Altered Fatty Acid Oxidation in Lymphocyte Populations of Myalgic Encephalomyelitis/Chronic Fatigue Syndrome.
Maya, Jessica, Leddy, Sabrina M, Gottschalk, C Gunnar et al. · International journal of molecular sciences · 2023 · DOI
Quick Summary
Researchers studied immune cells called lymphocytes from ME/CFS patients and found that these cells use fatty acids (a type of fuel) differently than healthy people's immune cells do. When immune cells are activated or working hard, ME/CFS patients' cells rely more heavily on burning fat for energy compared to cells from healthy controls. This suggests that ME/CFS patients' immune systems may have a fundamental problem with how they fuel their cells.
Why It Matters
Understanding how ME/CFS immune cells produce and use energy may reveal why patients' immune systems appear dysfunctional and could explain some core symptoms like fatigue and post-exertional malaise. This research provides potential biomarkers and therapeutic targets, as correcting these metabolic abnormalities might improve immune function and patient outcomes.
Observed Findings
All three lymphocyte types (NK cells, CD4+ T cells, CD8+ T cells) from ME/CFS patients showed increased lipid utilization compared to controls.
ME/CFS immune cells expressed higher levels of proteins involved in fatty acid oxidation, particularly during activation and high energy demands.
Specific cell subsets showed metabolic shifts, including CD4+ memory cells, CD4+ effector cells, CD8+ naïve cells, and CD8+ memory cells.
Significant correlations were found between CD4+ T cell fatty acid metabolism measurements and patient demographic data in ME/CFS patients.
Inferred Conclusions
ME/CFS lymphocytes demonstrate metabolic dysfunction characterized by altered fuel dependencies and increased reliance on fatty acid oxidation.
These metabolic shifts occur particularly when immune cells are activated and under high energy demand, suggesting impaired energy metabolism during immune responses.
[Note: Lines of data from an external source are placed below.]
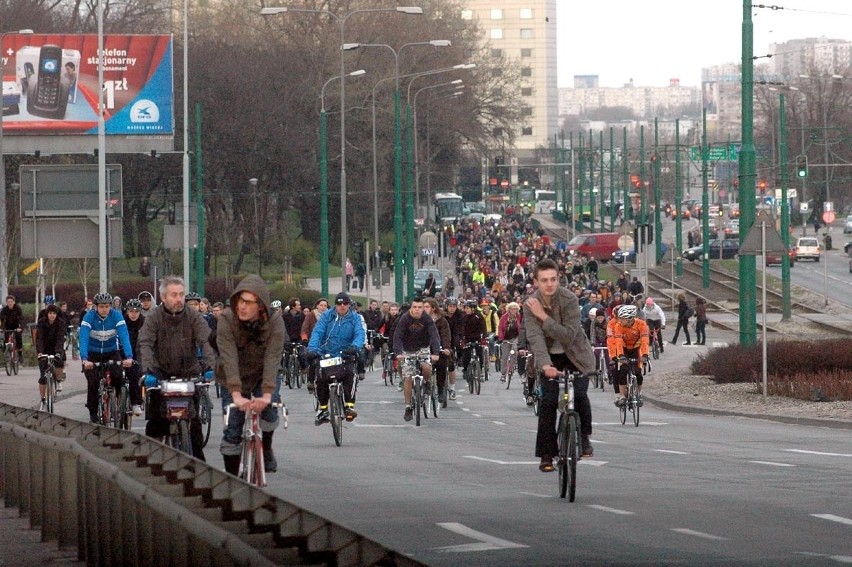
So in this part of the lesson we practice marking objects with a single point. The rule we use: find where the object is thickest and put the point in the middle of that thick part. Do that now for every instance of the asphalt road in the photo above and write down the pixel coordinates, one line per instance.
(464, 489)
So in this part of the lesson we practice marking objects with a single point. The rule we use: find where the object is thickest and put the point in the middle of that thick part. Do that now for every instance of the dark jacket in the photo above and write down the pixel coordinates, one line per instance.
(563, 326)
(249, 352)
(169, 343)
(50, 338)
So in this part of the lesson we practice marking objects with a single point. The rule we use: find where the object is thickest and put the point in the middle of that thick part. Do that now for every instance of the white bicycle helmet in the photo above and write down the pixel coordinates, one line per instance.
(626, 312)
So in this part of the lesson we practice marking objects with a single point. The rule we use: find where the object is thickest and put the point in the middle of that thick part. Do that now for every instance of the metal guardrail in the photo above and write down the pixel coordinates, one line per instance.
(125, 499)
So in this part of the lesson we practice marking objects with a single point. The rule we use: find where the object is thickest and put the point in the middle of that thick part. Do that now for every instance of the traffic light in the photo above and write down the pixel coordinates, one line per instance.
(801, 167)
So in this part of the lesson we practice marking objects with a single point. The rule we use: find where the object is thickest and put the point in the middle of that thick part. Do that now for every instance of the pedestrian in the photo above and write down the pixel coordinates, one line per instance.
(700, 321)
(684, 312)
The altered fuel dependencies may compromise T and NK cell effector function, potentially explaining some aspects of immune dysfunction in ME/CFS.
Remaining Questions
Does the altered fatty acid metabolism directly impair the ability of ME/CFS immune cells to fight infections and function properly?
Is the metabolic dysfunction in immune cells a cause or a consequence of ME/CFS, and what triggers these changes?
What This Study Does Not Prove
This study does not prove that altered fatty acid metabolism causes ME/CFS symptoms or that it is the primary disease mechanism—it demonstrates an association in a limited sample. The research does not establish whether these metabolic changes are primary (causing the disease) or secondary (resulting from it), nor does it directly test whether correcting these metabolic abnormalities would improve symptoms.